An object of the present invention is to provide a piezoelectric resonator provided with a electrode on the surface of a plate piezoelectric blank, which excites the piezoelectric blank, the piezoelectric resonator being capable of suppressing deterioration of an electrode under high temperature circumstances. Another object is to provide a temperature sensor suitable for temperature measurement at high temperatures. As a concrete means for solving the problems is that the electrode includes a first metal layer, formed on the surface of the piezoelectric blank, and made of at least one kind selected from the group consisting of chromium (Cr), titanium (Ti), nickel (Ni), aluminum (Al) and copper (Cu), or having the same adhesion to the above-described piezoelectric blank as that of these metals; a second metal layer made of gold (Au) or silver (Ag) deposited on the surface of the first metal layer; and a third metal layer made of chromium (Cr) deposited on the surface of the second metal layer. The temperature sensor using the piezoelectric resonator is capable of measuring temperature even at high temperatures including 300° C. or above with high reliability.

Description

TECHNICAL FIELD

The present invention relates to a piezoelectric resonator, more in detail, the piezoelectric resonator prepared by stacking a plenty of various metals as a electrode which is formed on the surface of a plate piezoelectric blank, and a temperature sensor using the piezoelectric resonator.

BACKGROUND ART

Conventionally, a thermocouple has been used as the temperature sensor. Although the range of temperature measurement by the temperature sensor using the thermocouple is wide, the heat capacity is low, which results in low responsively in temperature measurement for the object to be measured.

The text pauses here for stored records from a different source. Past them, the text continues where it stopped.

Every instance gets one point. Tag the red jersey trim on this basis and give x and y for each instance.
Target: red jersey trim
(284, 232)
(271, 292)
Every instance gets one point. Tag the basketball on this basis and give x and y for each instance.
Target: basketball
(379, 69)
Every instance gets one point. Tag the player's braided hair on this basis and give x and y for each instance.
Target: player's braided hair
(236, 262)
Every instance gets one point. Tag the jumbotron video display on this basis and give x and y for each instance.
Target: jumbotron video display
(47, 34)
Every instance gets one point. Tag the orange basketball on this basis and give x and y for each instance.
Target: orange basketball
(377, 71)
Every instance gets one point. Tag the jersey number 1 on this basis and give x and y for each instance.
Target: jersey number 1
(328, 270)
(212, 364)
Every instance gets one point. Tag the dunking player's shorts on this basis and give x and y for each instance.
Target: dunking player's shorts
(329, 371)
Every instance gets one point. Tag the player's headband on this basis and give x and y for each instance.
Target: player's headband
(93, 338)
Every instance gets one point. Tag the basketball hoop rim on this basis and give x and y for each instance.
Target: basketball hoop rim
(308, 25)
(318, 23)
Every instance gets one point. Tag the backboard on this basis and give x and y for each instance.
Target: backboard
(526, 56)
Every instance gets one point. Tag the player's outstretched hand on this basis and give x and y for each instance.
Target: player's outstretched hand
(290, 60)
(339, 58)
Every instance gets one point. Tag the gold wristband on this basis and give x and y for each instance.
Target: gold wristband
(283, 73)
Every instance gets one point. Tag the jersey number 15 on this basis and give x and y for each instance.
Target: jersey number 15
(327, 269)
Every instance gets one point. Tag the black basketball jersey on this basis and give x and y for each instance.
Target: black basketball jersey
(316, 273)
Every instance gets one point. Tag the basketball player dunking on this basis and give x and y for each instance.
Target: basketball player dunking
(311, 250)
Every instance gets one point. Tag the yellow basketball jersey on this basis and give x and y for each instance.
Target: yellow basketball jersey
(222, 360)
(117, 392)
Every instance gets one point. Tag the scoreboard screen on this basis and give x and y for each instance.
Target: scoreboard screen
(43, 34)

In recent years, however, a piezoelectric resonator such as a quartz crystal resonator has been used as a temperature sensor because of its high responsively when conducting temperature measurement for the object to be measured. The oscillation frequency of a quartz crystal resonator varies according to the temperature variation. Temperature measurements are carried out by detecting the temperature change as a variation in oscillation frequency.

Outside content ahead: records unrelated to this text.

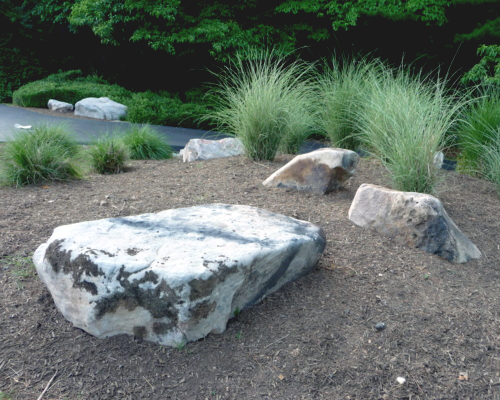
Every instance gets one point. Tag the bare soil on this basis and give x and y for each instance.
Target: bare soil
(313, 339)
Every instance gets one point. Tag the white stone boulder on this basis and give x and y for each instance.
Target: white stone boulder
(100, 108)
(320, 171)
(60, 106)
(174, 276)
(413, 219)
(203, 149)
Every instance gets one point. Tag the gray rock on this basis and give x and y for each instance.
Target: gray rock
(203, 149)
(100, 108)
(60, 106)
(174, 276)
(320, 171)
(413, 219)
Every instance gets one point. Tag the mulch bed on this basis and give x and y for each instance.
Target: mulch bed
(313, 339)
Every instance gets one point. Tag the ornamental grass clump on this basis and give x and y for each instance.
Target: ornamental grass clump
(342, 90)
(108, 155)
(474, 133)
(403, 123)
(144, 143)
(266, 102)
(44, 153)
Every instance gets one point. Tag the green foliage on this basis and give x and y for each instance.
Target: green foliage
(342, 90)
(487, 71)
(67, 87)
(266, 103)
(404, 122)
(474, 131)
(21, 267)
(165, 109)
(144, 143)
(108, 155)
(45, 153)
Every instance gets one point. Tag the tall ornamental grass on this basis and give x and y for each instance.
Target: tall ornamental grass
(108, 155)
(404, 122)
(144, 143)
(474, 132)
(342, 90)
(45, 153)
(266, 102)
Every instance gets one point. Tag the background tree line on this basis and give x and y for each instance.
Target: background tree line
(176, 41)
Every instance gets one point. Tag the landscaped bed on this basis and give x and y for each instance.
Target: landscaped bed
(314, 338)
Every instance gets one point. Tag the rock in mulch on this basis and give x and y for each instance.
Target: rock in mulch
(203, 149)
(60, 106)
(320, 171)
(413, 219)
(174, 276)
(100, 108)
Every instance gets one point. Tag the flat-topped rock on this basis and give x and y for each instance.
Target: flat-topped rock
(413, 219)
(320, 171)
(174, 276)
(203, 149)
(100, 108)
(60, 106)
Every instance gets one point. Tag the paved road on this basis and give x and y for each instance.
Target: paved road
(87, 130)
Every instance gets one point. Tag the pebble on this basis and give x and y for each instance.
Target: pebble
(380, 326)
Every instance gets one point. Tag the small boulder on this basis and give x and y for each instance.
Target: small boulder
(174, 276)
(203, 149)
(100, 108)
(60, 106)
(320, 171)
(413, 219)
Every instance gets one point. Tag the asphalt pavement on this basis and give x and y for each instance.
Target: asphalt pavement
(87, 130)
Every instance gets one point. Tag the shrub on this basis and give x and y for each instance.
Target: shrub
(69, 87)
(265, 102)
(108, 155)
(165, 109)
(46, 153)
(474, 130)
(144, 143)
(404, 122)
(342, 90)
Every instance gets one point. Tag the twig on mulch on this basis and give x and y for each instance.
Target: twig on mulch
(48, 385)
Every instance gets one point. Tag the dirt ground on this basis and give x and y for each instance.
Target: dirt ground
(313, 339)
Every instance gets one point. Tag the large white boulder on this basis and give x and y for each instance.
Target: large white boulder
(60, 106)
(413, 219)
(320, 171)
(174, 276)
(100, 108)
(203, 149)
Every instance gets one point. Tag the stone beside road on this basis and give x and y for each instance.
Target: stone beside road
(100, 108)
(320, 171)
(174, 276)
(412, 219)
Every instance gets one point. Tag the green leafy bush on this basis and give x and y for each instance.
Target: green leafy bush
(108, 155)
(265, 102)
(144, 143)
(45, 153)
(474, 130)
(404, 122)
(342, 91)
(166, 109)
(69, 87)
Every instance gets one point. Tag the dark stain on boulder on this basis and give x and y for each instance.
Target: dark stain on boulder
(160, 328)
(81, 266)
(140, 332)
(202, 310)
(134, 296)
(203, 287)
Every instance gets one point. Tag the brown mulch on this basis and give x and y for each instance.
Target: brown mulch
(313, 339)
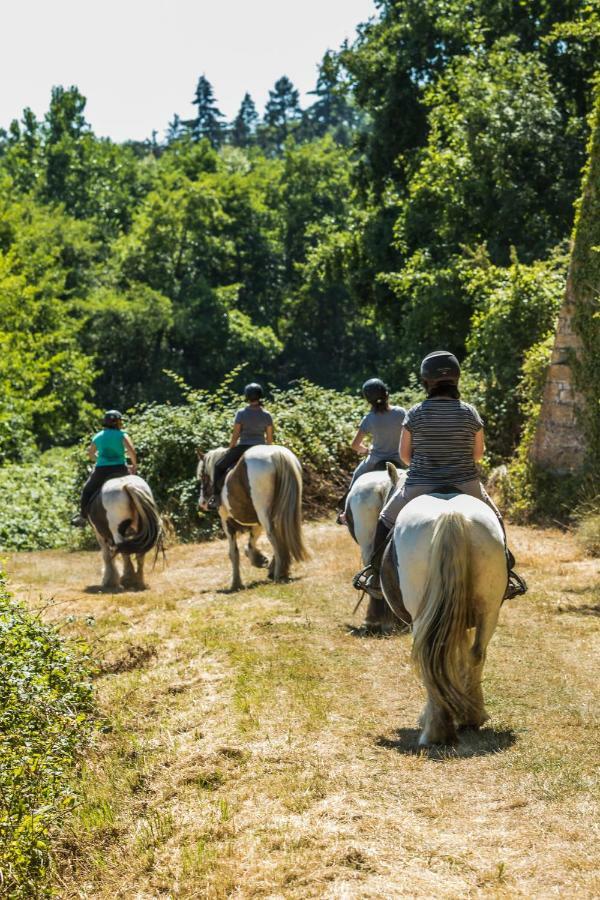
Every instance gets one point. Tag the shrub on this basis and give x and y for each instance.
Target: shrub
(46, 717)
(36, 502)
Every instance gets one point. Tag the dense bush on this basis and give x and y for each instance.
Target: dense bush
(37, 501)
(45, 719)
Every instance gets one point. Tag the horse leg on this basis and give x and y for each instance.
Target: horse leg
(257, 559)
(484, 630)
(128, 579)
(140, 558)
(234, 556)
(110, 573)
(437, 725)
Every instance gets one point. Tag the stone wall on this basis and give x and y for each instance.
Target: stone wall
(559, 444)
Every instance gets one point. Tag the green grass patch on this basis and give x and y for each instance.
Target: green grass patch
(46, 715)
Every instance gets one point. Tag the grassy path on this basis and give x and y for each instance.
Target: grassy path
(254, 747)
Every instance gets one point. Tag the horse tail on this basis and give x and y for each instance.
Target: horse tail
(440, 627)
(286, 512)
(149, 532)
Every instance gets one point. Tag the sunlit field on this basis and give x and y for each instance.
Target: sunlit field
(258, 745)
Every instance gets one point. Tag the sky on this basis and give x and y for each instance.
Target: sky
(138, 61)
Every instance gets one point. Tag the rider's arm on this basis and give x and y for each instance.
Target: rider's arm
(405, 450)
(130, 452)
(357, 444)
(479, 445)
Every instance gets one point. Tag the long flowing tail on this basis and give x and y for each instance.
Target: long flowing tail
(149, 532)
(440, 628)
(286, 512)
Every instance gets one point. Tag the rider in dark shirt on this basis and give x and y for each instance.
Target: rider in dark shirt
(252, 425)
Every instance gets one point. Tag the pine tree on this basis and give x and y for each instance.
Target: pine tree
(207, 123)
(282, 113)
(175, 129)
(244, 124)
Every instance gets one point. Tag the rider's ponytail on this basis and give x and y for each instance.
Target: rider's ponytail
(382, 404)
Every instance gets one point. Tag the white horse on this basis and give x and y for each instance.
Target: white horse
(366, 498)
(447, 564)
(263, 491)
(126, 521)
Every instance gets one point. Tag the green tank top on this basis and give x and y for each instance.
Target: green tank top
(111, 447)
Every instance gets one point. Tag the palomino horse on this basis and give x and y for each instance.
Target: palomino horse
(364, 503)
(262, 491)
(447, 563)
(126, 521)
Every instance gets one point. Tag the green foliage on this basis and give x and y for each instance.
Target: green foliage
(37, 500)
(315, 423)
(585, 294)
(515, 308)
(46, 714)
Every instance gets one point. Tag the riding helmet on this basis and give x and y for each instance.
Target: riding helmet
(253, 392)
(375, 389)
(440, 366)
(111, 416)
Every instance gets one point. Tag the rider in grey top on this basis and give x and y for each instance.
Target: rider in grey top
(383, 423)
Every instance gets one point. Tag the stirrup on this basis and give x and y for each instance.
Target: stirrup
(516, 586)
(362, 582)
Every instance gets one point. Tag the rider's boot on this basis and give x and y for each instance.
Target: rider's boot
(368, 579)
(215, 501)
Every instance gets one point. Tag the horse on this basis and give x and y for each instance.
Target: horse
(263, 491)
(446, 563)
(126, 521)
(364, 502)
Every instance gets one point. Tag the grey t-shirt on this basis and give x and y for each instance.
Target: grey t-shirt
(443, 434)
(384, 428)
(254, 421)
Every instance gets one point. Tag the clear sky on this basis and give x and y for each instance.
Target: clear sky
(137, 61)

The structure of the quartz crystal resonator used as a temperature sensor in this manner will be explained briefly. The quartz crystal resonator is provided with a electrode formed on the surface of a plate quartz piece for exciting the quartz piece. The electrode is made of a metal such as chromium (Cr) or the like for instance and is deposited on the surface of the quartz piece by sputtering. Chromium is generally used for the electrode material due to the ease with which it is adsorbed onto the surface of a quartz piece. However, due to its large electric resistance, material of excellent adhesion to chromium such as gold (Au) or the like is deposited on the surface of chromium so as to lower the electric resistance of the whole electrode. In other words, an electrode formed on the surface of the quartz piece in this example has a structure composed of two layers, a chromium (Cr) layer and a gold (Au) layer.

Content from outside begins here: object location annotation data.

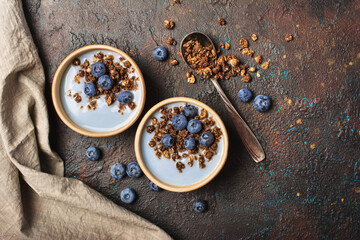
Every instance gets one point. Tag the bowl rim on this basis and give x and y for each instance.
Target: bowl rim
(148, 173)
(56, 97)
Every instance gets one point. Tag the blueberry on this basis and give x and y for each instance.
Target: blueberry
(93, 153)
(189, 143)
(206, 139)
(189, 111)
(133, 170)
(125, 97)
(179, 122)
(98, 69)
(261, 103)
(244, 95)
(194, 126)
(160, 53)
(118, 170)
(127, 195)
(153, 186)
(90, 89)
(105, 82)
(200, 206)
(168, 140)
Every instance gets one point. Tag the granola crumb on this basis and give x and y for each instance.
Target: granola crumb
(251, 69)
(227, 46)
(244, 43)
(253, 37)
(180, 166)
(246, 78)
(132, 105)
(191, 79)
(76, 62)
(288, 37)
(77, 97)
(265, 65)
(258, 59)
(169, 24)
(173, 62)
(221, 21)
(171, 41)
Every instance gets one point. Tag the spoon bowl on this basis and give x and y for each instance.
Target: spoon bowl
(248, 138)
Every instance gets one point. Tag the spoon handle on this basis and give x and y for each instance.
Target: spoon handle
(247, 136)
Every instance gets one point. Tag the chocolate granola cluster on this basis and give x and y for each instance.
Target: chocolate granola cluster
(205, 63)
(163, 126)
(118, 73)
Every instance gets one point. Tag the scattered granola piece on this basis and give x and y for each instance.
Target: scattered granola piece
(288, 37)
(253, 37)
(244, 43)
(227, 46)
(76, 62)
(265, 65)
(251, 69)
(250, 53)
(77, 97)
(173, 62)
(169, 24)
(246, 78)
(171, 41)
(258, 59)
(221, 21)
(234, 62)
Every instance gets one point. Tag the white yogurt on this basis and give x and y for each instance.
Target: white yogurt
(104, 118)
(165, 170)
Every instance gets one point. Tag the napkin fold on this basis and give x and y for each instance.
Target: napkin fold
(36, 201)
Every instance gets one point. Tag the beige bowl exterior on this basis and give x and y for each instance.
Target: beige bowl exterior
(55, 91)
(142, 128)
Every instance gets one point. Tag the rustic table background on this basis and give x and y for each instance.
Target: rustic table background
(308, 187)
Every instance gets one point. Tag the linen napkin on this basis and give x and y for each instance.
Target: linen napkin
(36, 201)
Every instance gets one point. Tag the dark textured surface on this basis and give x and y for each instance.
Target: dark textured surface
(308, 187)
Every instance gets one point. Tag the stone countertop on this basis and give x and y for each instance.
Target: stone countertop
(308, 187)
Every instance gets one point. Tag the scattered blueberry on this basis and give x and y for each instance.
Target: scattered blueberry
(189, 143)
(179, 122)
(245, 95)
(200, 206)
(133, 170)
(168, 140)
(89, 89)
(194, 126)
(105, 82)
(206, 139)
(160, 53)
(153, 186)
(93, 153)
(125, 97)
(261, 103)
(127, 195)
(118, 170)
(98, 69)
(189, 110)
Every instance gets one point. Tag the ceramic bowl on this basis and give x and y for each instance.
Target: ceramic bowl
(105, 120)
(162, 171)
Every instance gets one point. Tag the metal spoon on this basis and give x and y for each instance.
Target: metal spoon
(247, 136)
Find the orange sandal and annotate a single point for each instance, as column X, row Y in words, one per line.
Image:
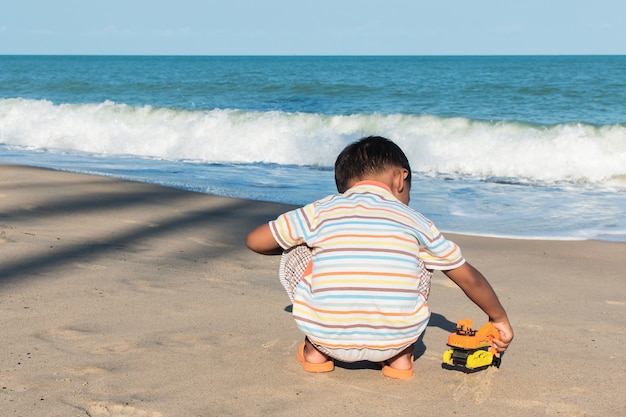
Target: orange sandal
column 314, row 367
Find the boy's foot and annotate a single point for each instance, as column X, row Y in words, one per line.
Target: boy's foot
column 325, row 365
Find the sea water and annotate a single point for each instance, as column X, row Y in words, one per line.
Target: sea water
column 511, row 146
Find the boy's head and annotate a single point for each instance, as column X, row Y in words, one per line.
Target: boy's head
column 368, row 157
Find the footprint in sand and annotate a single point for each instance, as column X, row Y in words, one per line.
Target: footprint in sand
column 116, row 410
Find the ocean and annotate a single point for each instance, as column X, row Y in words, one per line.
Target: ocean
column 529, row 147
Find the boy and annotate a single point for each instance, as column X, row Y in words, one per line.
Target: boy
column 357, row 265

The temperature measurement range of the temperature sensor using a quartz crystal resonator configured in this fashion is, however, limited to about 300° C., and means capable of measuring a temperature in a further higher temperature range with high reliability is demanded. That is, at a temperature of 300° C. or above, gold (Au) atoms are scattered from the gold (Au) surface to make the whole electrode thinner in the above-described electrode, which makes it impossible to oscillate the quartz crystal efficiently, so that the impedance is increased and the resonant frequency of the quartz crystal resonator becomes larger than the theoretical value. This causes the problem of increasing error in the temperature measurement. It is considered that the reason of scattering gold (Au) from the electrode in this manner is not because of its thermal distortion but because of activated energy.

Patent Document 1 described that by depositing chromium (Cr), gold (Au) and silver (Ag) in this order as the electrode formed on the surface of a quartz substrate, the adhesion of the quartz substrate to the electrode and those between the respective metals can be enhanced, but the silver (Ag) formed on the surface of the gold (Au) is poorer in heat resistance than the gold (Au), so that silver (Ag) atoms scatter around from the surface of the silver (Ag) at about 180° C., which makes the whole electrode thinner. Accordingly, there is the same problem as described above when the above-described quartz crystal resonator is used as a temperature sensor.

Patent Document 2 describes a quartz crystal resonator prepared by depositing chromium (Cr), chromium (Cr) and gold (Au) in this order as an electrode formed on the surface of the quartz substrate. Since the outermost layer of the above-described electrode is gold (Au), it is considered that the same problem as described above may occur when such a quartz crystal resonator is used as a temperature sensor.

Patent Document 1

Japanese Patent Laid-open No. 2002-344278 (claim 1, paragraph 0016)

Patent Document 2

Japanese Patent Laid-open No. 2000-223993 (claim 1, paragraphs 0009 and 0011)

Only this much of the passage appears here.